After a nap and a stroll around the newest Marquette buildings, we headed out for dinner at Karl Ratzsch's. Perhaps it's ironic that my sister, brother and their families were finishing up dinner just as we came in for ours, but it is quite possibly the best German food in North America and we are all, quite possibly, the best eaters in North America, so the real question is: Why didn't I see more relations there? Jamieson feasted on the Rouladen. I made my way through their Black Forest Schnitzel. Our hotel room did not have a fridge so we had no choice but to clean our plates! No one will ever accuse a German restaurant of being a health-conscious choice, but in terms of the pure joy of eating what better choice could we make?

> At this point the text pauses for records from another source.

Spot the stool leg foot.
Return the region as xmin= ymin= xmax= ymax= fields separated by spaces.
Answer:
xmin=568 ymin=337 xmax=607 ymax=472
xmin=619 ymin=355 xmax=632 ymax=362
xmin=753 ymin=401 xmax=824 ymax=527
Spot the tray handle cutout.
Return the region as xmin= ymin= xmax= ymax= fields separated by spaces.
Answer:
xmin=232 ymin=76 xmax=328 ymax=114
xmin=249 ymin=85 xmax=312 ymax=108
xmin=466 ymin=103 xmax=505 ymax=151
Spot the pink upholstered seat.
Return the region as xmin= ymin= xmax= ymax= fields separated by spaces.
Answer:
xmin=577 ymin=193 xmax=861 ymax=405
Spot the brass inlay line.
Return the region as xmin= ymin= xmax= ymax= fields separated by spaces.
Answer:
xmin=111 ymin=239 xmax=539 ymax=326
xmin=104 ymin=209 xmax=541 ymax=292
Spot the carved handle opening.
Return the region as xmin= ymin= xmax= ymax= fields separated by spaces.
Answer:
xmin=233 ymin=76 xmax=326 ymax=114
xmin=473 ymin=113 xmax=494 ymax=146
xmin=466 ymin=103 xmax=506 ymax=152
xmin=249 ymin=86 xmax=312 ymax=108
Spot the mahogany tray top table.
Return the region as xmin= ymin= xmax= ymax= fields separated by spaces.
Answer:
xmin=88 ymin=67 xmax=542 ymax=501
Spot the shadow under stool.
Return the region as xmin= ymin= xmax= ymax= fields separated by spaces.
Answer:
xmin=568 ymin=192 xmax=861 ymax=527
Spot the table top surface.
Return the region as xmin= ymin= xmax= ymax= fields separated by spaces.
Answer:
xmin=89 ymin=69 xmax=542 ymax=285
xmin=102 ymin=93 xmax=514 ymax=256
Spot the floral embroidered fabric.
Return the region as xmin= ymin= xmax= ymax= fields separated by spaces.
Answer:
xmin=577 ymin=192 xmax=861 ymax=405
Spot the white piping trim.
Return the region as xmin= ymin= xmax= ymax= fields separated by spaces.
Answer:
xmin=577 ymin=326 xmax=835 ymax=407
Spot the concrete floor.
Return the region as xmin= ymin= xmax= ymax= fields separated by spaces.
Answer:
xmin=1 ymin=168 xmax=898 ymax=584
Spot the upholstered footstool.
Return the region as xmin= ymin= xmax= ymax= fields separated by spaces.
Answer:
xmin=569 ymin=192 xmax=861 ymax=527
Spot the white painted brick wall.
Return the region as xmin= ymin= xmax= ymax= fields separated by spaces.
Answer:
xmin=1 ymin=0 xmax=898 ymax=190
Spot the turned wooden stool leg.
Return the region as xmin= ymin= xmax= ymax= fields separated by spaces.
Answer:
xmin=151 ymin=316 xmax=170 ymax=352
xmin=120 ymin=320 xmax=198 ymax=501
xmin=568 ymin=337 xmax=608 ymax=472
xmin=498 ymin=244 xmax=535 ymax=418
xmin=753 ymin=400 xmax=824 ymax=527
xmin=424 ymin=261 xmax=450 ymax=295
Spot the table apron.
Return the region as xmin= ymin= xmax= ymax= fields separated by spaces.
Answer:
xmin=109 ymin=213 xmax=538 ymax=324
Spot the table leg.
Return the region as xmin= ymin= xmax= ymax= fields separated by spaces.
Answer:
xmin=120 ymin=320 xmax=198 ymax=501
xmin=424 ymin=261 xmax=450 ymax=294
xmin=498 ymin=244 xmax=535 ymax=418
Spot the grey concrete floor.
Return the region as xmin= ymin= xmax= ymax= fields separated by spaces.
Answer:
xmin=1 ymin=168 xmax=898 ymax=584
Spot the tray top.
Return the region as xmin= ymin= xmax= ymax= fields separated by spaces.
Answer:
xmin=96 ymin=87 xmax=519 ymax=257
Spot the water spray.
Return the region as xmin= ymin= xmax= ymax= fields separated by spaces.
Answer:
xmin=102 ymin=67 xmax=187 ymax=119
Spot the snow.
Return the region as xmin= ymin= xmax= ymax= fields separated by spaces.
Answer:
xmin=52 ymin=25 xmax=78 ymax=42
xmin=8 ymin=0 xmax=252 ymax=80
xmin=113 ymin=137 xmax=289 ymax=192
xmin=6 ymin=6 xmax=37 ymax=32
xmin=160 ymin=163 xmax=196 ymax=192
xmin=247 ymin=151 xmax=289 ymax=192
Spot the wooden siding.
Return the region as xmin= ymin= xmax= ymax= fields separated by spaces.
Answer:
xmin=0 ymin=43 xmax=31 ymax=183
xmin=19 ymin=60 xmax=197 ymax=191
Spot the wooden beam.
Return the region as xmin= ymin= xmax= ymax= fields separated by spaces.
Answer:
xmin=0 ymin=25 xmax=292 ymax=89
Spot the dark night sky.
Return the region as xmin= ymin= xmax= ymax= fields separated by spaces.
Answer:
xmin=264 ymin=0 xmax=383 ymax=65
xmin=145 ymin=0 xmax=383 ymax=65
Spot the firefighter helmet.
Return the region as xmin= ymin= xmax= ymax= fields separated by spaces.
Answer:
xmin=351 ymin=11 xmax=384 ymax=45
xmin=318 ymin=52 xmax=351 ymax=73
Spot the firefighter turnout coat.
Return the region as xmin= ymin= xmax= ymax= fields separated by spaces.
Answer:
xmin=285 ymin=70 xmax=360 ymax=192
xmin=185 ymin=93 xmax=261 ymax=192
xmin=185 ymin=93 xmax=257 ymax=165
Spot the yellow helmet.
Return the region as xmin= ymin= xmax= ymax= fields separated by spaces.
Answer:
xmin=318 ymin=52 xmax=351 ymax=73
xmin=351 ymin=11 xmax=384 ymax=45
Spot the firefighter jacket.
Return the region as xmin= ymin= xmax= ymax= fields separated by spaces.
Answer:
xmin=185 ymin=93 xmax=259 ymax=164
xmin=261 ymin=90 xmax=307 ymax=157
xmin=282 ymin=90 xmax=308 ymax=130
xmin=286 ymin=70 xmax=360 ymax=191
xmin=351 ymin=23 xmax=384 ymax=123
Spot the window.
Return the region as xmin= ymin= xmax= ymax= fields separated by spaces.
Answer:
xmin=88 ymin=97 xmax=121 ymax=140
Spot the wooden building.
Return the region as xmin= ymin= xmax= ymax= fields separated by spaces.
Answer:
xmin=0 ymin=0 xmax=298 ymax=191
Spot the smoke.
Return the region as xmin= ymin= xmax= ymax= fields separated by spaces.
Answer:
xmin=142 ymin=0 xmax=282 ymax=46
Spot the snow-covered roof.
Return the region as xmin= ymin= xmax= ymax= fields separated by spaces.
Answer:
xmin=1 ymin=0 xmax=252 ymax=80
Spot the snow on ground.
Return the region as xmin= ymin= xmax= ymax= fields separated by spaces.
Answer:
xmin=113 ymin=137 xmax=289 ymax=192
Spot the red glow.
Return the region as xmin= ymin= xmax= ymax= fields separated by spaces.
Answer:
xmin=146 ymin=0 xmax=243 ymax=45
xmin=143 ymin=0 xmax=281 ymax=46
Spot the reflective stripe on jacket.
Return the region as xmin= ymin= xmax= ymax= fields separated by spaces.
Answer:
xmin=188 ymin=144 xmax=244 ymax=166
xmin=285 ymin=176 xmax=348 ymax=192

Even though I declared I would never eat again, breakfast time found us happily stuffing our faces again. Miss Katie's Diner, just off of Marquette's campus, was a perfect place to start the day. Not to loose the German eating theme, pictures of Helmut Kohl's visit there are featured all over the restaurant. From there, we perused Old World Third Street, not eating anything this time, but doing a bit of shopping at Usingers, Spice House and the Wisconsin Cheese Mart. Our trip ended by wandering up and down Brady Street and stopping in for cookies and bread ("lunch") at Peter Sciortino's Bakery. By this time, the skies were threatening rain and we were full, so it was time to bid farewell to Wisconsin. A few miles down the road, we made another rest stop at the cheese castle, picking up Sprecher sodas for the ride home.

Back in the flatlands, we found children who had been equally well fed by Grandma and Grandpa and no clear answer as to how it is that there are any skinny people in Wisconsin. The menus for our week here at home? Salads and fruit!


A rare non-food Milwaukee moment: visiting the Bronze Fonz!